Do not proliferate comments
When iterating on the plan:
- Do NOT create new comments for every iteration
- MODIFY existing comments using
gh api -X PATCH - Create new comments only to separate topics
Carefully modify comments
- Read the existing comment completely first
- Understand what's already there
- Make surgical edits to specific sections
- Preserve everything that doesn't need to change
- Only do a full rewrite if the user explicitly asks
After every round
Share the issue link with the user.
When done
Tell the user the plan is ready and ask if they want to proceed to implementation (Phase 2).
Phase 2: Implement
Implement the plan from the GitHub issue in a dedicated worktree branch.
Setup
Check if a worktree exists for this issue. If not, create one following git-worktrees guidance.
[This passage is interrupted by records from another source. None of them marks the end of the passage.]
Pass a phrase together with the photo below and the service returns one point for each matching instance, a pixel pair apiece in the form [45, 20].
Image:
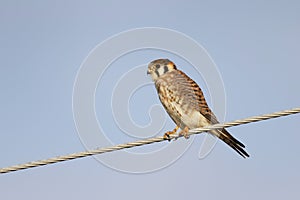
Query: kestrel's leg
[185, 133]
[167, 134]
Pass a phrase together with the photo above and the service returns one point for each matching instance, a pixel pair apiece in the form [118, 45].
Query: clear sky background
[255, 46]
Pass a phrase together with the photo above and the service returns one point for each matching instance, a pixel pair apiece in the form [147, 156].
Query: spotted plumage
[185, 103]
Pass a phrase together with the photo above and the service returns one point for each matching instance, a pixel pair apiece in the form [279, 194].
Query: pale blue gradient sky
[255, 46]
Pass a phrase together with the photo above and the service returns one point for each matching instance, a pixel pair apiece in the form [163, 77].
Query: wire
[144, 142]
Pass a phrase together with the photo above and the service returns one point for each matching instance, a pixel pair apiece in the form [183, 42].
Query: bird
[185, 103]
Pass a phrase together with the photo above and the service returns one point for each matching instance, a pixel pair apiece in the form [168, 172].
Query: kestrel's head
[160, 67]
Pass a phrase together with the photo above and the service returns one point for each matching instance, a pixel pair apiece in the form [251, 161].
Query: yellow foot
[185, 133]
[167, 134]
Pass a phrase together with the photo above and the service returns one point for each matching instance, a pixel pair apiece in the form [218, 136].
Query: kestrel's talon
[184, 101]
[185, 133]
[167, 134]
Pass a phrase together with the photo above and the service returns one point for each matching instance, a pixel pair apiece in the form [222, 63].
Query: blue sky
[254, 45]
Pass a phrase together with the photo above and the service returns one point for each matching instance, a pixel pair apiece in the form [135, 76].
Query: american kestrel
[185, 103]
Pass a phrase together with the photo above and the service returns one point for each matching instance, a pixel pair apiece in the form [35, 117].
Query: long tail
[231, 141]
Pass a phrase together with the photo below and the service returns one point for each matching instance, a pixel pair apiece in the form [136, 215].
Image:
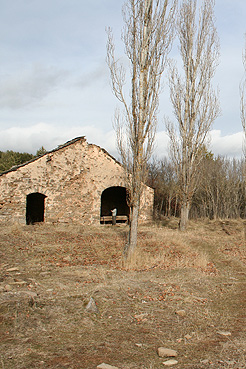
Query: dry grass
[57, 269]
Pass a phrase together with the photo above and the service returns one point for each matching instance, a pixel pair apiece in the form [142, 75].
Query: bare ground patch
[49, 273]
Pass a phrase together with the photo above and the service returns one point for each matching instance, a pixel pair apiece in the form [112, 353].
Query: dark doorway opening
[35, 208]
[114, 197]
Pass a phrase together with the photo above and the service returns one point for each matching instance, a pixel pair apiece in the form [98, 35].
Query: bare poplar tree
[194, 101]
[243, 100]
[147, 35]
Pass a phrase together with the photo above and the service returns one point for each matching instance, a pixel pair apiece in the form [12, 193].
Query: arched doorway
[35, 208]
[114, 197]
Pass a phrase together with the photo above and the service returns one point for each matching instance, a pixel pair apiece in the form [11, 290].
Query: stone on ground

Work in the worktree, not in main.
Implementation
- Read the plan from the GitHub issue
- Implement each acceptance criterion
- Test your implementation
- Commit your changes
When done (Phase 2)
Automatically create a pull request:
- Push the branch
- Create the PR
- Share the PR link with the user
Rules (Phase 2)
- Work in the worktree, never in main
- Create the PR automatically when done
- Share the PR link
Phase 3: Review via pull request
Address ALL review comments on the pull request.
Finding all comments
Use GraphQL reviewThreads query to find ALL comments. This includes outdated comments — never ignore them.
Addressing each comment
For each comment:
- View the code context (diff hunk)
- Read the full conversation thread
- Make the requested change
- Reply to the comment with "Done"
After every round (Phase 3)
- Commit your changes
- Push
- Share the PR link and provide:
- Brief summary of changes made
- Confirmation you replied to all comments
Rules (Phase 3)
- Address ALL comments including outdated ones
- Reply to EVERY comment you addressed
- Share the PR link after EVERY round
- Use GraphQL to find ALL comments
Phase 4: Merge and clean up
Merge the branch and clean up.
Merge
Use gh pr merge to merge the PR. This properly marks the PR as merged in GitHub (not just closed).
If there's no PR, navigate to main and use git merge.
If merge conflicts occur
Follow conflict resolution patterns:
- Patch Replay — regenerate changes on updated base
- Commit Replay — replay commits one by one
Clean up
After merge succeeds:
- Remove the worktree:
git worktree remove .worktrees/<name> - Delete the local branch:
git branch -d <name> - Delete the remote branch:
git push origin --delete <name> - Pull main:
git pull(from the main worktree)
Do not rely on gh pr merge --delete-branch to delete branches — it often fails silently when a worktree is attached. Always delete explicitly.
Rules (Phase 4)
- Use
gh pr merge(notgit merge) so GitHub tracks it as merged - Merge first, clean up after
- Use conflict resolution patterns if conflicts occur
When done (Phase 4)
Confirm with user that merge and cleanup are complete.